Question

A particle is projected up an inclined plane of inclination $\beta$ at an elevation $\alpha$ to the horizon. Which of the following are true ?

• A. If the particle strikes the plane at right angles, then $\tan \alpha =\cot \beta +2\tan \beta$
• B. If the particle strikes the plane horizontally, then $\tan \alpha =2\tan \beta$
• C. If the particle strikes the plane at right angles, then $\tan \beta =\cot \beta +2\tan \alpha$
• D. If the particle strikes the plane horizontally, then $\tan \beta =2\tan \alpha$

Answer 1

Answer: (A), (B)

If the particle strikes the plane horizontally, then $\tan \alpha =2\tan \beta$

Case 1: When the particle strikes the plane at right angle.
Let the x-axis along the incline plane and y-axis normal to the incline plane.

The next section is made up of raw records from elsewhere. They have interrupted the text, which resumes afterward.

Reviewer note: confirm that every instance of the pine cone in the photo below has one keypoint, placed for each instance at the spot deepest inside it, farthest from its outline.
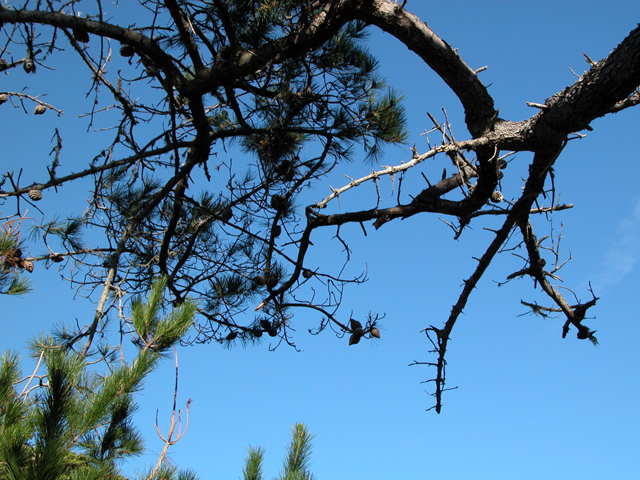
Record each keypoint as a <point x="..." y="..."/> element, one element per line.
<point x="35" y="195"/>
<point x="278" y="202"/>
<point x="27" y="265"/>
<point x="80" y="36"/>
<point x="29" y="66"/>
<point x="127" y="50"/>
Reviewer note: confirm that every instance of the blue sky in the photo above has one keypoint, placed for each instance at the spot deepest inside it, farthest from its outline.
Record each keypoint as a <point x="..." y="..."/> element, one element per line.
<point x="529" y="404"/>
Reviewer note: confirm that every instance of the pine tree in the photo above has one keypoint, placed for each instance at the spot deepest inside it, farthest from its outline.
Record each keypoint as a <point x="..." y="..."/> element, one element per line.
<point x="290" y="88"/>
<point x="73" y="422"/>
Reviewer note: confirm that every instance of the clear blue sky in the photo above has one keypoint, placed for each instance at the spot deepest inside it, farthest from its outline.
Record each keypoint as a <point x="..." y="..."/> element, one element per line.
<point x="529" y="405"/>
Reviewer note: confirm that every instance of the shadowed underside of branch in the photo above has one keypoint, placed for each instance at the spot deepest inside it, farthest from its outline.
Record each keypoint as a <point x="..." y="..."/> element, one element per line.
<point x="291" y="86"/>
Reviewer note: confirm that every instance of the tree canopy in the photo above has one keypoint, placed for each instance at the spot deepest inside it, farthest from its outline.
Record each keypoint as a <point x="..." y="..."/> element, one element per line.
<point x="292" y="86"/>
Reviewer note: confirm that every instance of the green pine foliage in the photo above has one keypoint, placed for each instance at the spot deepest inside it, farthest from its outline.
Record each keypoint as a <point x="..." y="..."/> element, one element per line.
<point x="297" y="461"/>
<point x="73" y="422"/>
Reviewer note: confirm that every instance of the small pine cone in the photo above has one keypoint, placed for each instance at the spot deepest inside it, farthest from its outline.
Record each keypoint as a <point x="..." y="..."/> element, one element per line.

The displacement perpendicular to the incline plane is zero, using $2^{nd}$ equation of motion
$y=u_{y}t+\frac{1}{2}{a}_y{t}^2$
$0=usin(\alpha -\beta )t+\frac{1}{2}(-gcos\beta )t^2$
On rearranging, we get
$\begin{array}{}t=\frac{2usin(\alpha -\beta )}{gcos\beta }& \text{(1)}\end{array}$
When the ball strikes the pane, x-component of velocity or the component of velocity along the inclined plane will be zero. Thus using 1st equation of motion,
$v_x=u_x+a_{x}t$
$0=ucos(\alpha -\beta )-gsin\beta t$
Substituting value of $t$ from $\left(1\right)$,
$ucos(\alpha -\beta )=gsin\beta \frac{2usin(\alpha -\beta )}{gcos\beta }$
On rearranging,
$\begin{array}{}cot(\alpha -\beta )=2tan\beta & \text{(2)}\end{array}$
Using the identity, $tan(\alpha -\beta )=\frac{tan\alpha -tan\beta }{1+tan\alpha tan\beta }$
Equation $\left(2\right)$ becomes,
$\tan \alpha =\cot \beta +2\tan \beta$
Hence option 1 is correct.
Case 2: When the particle strikes the plane horizontally.
In terms of regular coordinate system i.e when x-axis is horizontal and y-axis is vertical, vertcal component of velocity will be zero.
Hence applying the 1st equation of motion in normal coordinate axis,
$v_{yr}=u_{yr}+gt$
$0=usin\alpha -gt$.
Substituting the value of $t$ from $\left(1\right)$, we get
$0=usin\alpha -g\frac{2usin(\alpha -\beta )}{gcos\beta }$
rearranging the above equation we get,
$\begin{array}{}sin\alpha =\frac{2sin(\alpha -\beta )}{cos\beta }& \text{(3)}\end{array}$
Using the identity,
$sin(\alpha -\beta )=sin\alpha cos\beta -cos\alpha sin\beta$
Equation $\left(3\right)$ becomes,
$tan\alpha =2tan\beta$
Hence option 2 is correct.